Tıp Tarihinde bazı dehalar vardır. 19. Yüzyıl’da yaşayan fizyolog C.Bernard bu dehalardandır. Her zaman hasta olmamak için vücudun iç dengesini korumak gerekir demiştir. Çevresel faktörler, yaşam tarzı, beslenme, egzersiz, iyi bir ruh hali bu dengeyi korumanın esaslarıdır ve hem iç hem de dış düşmanlarına karşı vücudu dirençli kılar.

Vücudu bir bataklığa çevirirseniz bataklıkta sadece sivrisinekler değil, timsahlar, yılanlar da bulunur. Birinden kurtulursanız bir diğerine yem olabilirsiniz.

YÜZ DÖNÜM BOSTAN

Yan gel yat osman diye çok güzel uyaklı bir deyişimiz vardır. Konuya buradan esinlenerek giriş yapayım. Hareketten sorumlu dokularımız kaslarımızdır. Bir çok hücreden oluşmuşlardır. Kasılma ve uzama yeteneğine sahip olan hücreler içerirler. Mekanik etkileri yanında, yani düzgün bir iskelet yapısı ile kamburluk, skolyoz, fıtıkların önlenmesi ve daha onlarcasının yanında kaslarımız enerjinin harcanmasına ana rolü oynarlar. Eğer yağ dokumuz yani enerji depomuz fazla ise bunu harcayıp tüketmek ile görevli organlar kaslarımız, özellikle çizgili kaslarımızdır…

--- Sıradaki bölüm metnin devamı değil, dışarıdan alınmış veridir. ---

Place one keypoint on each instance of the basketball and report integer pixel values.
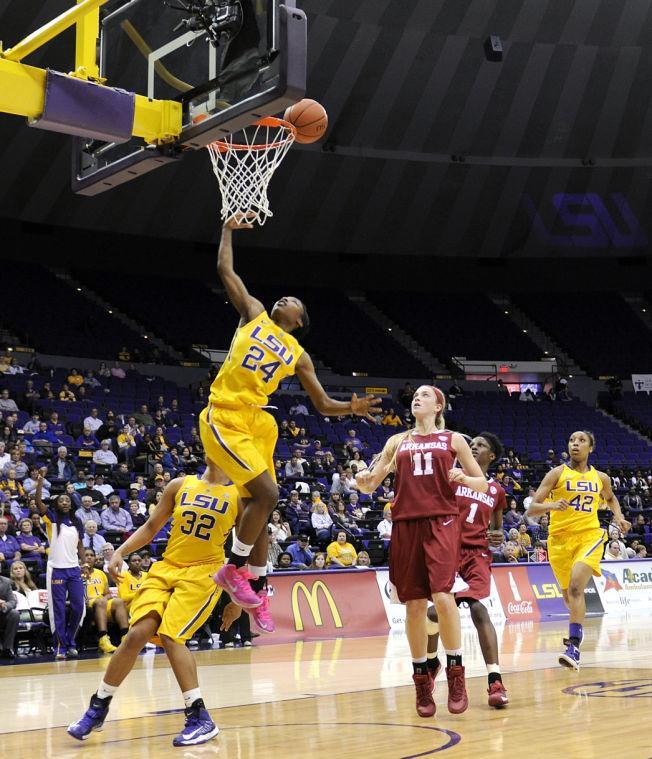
(310, 120)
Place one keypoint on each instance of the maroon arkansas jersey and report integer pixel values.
(421, 486)
(476, 510)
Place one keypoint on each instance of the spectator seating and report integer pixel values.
(52, 317)
(452, 325)
(636, 410)
(183, 312)
(599, 331)
(534, 428)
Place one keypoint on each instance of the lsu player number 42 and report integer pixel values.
(240, 436)
(572, 494)
(177, 596)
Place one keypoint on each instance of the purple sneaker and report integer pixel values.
(261, 619)
(236, 583)
(199, 728)
(93, 718)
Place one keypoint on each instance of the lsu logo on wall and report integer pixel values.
(585, 220)
(318, 590)
(610, 581)
(547, 590)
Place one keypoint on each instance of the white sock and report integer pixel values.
(257, 571)
(190, 696)
(241, 549)
(104, 691)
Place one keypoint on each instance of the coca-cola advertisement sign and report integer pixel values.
(516, 594)
(519, 608)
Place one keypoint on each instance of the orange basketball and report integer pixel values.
(309, 118)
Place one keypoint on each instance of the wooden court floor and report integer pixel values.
(353, 698)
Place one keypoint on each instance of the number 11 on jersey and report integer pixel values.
(418, 463)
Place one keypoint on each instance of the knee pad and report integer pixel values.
(432, 627)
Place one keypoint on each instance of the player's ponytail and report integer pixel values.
(440, 421)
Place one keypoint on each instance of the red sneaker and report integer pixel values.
(261, 619)
(458, 701)
(425, 704)
(236, 583)
(497, 695)
(432, 676)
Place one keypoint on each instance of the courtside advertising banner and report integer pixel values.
(626, 586)
(516, 593)
(315, 605)
(549, 597)
(396, 611)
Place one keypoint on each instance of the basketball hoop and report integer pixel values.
(244, 169)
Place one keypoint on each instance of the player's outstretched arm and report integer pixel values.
(613, 504)
(538, 505)
(470, 473)
(246, 305)
(370, 479)
(42, 508)
(146, 533)
(323, 402)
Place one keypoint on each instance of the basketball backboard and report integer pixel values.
(228, 62)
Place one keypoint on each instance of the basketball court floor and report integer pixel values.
(353, 697)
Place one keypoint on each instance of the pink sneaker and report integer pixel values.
(236, 583)
(261, 619)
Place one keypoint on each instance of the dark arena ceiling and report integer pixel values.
(432, 149)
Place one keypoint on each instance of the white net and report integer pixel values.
(244, 169)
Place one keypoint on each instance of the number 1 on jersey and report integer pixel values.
(417, 462)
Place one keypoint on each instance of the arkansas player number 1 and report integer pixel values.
(473, 509)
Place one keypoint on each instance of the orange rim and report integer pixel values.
(267, 121)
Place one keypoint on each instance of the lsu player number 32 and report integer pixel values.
(240, 436)
(177, 596)
(572, 494)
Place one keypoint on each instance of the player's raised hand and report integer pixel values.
(115, 566)
(363, 479)
(496, 537)
(456, 475)
(229, 615)
(623, 525)
(365, 406)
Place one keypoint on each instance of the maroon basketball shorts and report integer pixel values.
(475, 570)
(424, 556)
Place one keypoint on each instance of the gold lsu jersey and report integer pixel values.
(583, 490)
(260, 357)
(96, 584)
(202, 518)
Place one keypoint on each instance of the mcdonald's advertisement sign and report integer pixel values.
(314, 605)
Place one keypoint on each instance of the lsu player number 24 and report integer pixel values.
(240, 436)
(178, 595)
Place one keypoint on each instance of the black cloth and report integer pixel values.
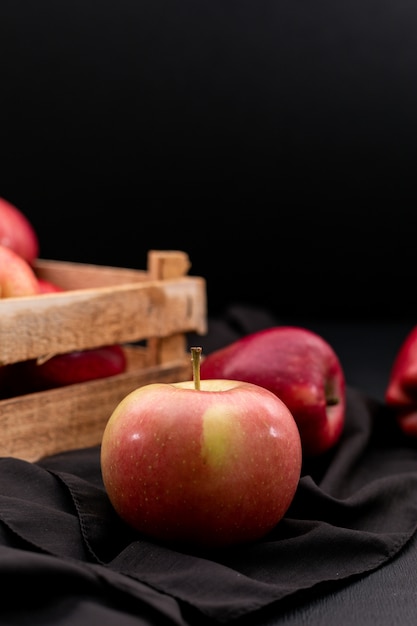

Toplum olarak hareketi sevmiyoruz. Ama özellikle boş kalorili gıdalara aşırı düşkünüz. Boş kalori derken lif, mineral, sağlıklı yağ, protein içeriği çok az, nişasta ve sağlıksız trans yağlar ile dolu gıdalar kastedilmektedir. Fast-food tarzı gıdalar, poğaça, makarna, asitli içecekler, beyaz pirinç, şeker ve şeker içeriği çok fazla olan maddeler bunlara örnektir.

Dünyanın en tanınmış tıp merkezlerinin birinde yapılan bir çalışma makale olarak yayınlanmış. Makaleye göre her gün hızlı tempoda yarım saatlik bir yürüyüş sizi ortalama 7 yıl daha fazla yaşatıyor. Araştırmacılar 50 veya 60 larında olan bireylerin hareketli bir yaşam tarzına başlaması ile kalp krizinden ölmelerinin yarı yarıya azaldığını belirtmektedirler. Olayın temelinde yatan sebep, genetik şifremizin yazılı olduğu DNA denilen hücre içi maddenin egzersiz ile gençleşmesi, en azından yaşlanmasının yavaşlatılmasıdır.

Sporunu yapan, beslenmesine dikkat eden insanların 80 inde bile 60 yaşlarında görülmesinin sebebi budur. DNA larını genç tutmakta ve hücreleri daha geç yaşlanmaktadır.

Ne diyor yüce mevlam, Biz insanların kaderini kendi amellerine bağlı kıldık. Var mı itirazı olan?